The truth in this matter is that it has to do all with your ISP and nothing to do with WordPress. Is just very easy to pass the blame towards WordPress. It some cases you might have left permission settings on 777 by mistake. But let’s get to the needy griddy.
Many php applications including Joomla and Zencart have been hit by the malicious code. Also at first the threat seemed to be on Godaddy, Godaddy support was very quick to pass the blame to the software and plugins or last developers.
What is the Virus doing?
The virus inserts an eval script to your files.
On the footer of your pages, most php pages on your WP installation and theme files will be infected.
Visit this great article on http://blog.sucuri.net/2010/05/found-code-used-to-inject-malware-at.html - It will dercribe the steps the virus takes when infecting the system.
From some of the notes on their post they describe – So what is going on?

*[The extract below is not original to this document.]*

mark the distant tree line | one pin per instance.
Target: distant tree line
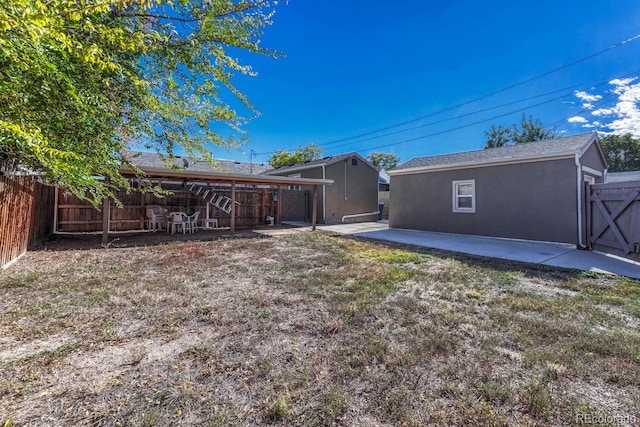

The attackers are able to create this single PHP file on all the sites and then remotely execute it to infect everything. Once it is done, the script deletes itself.
I have been hearing on the rate of two people I know a week. The attacks seem to go in waves. Dreamhost, blue host, Host Gator seem to be also affected. I have not had any 1and1.com hosted sites infected yet.
We located a few articles with additional information in regards to the malicious infections.
Our recommendation is to download the WordPress file monitor plugin to receive an email alert when any file is changed. This will warn you of anything changes or any malicious code input onto your file.
Remember the virus copies itself to the footer and bottom/top of most php files on your installation. This can be any file within your WWW directory.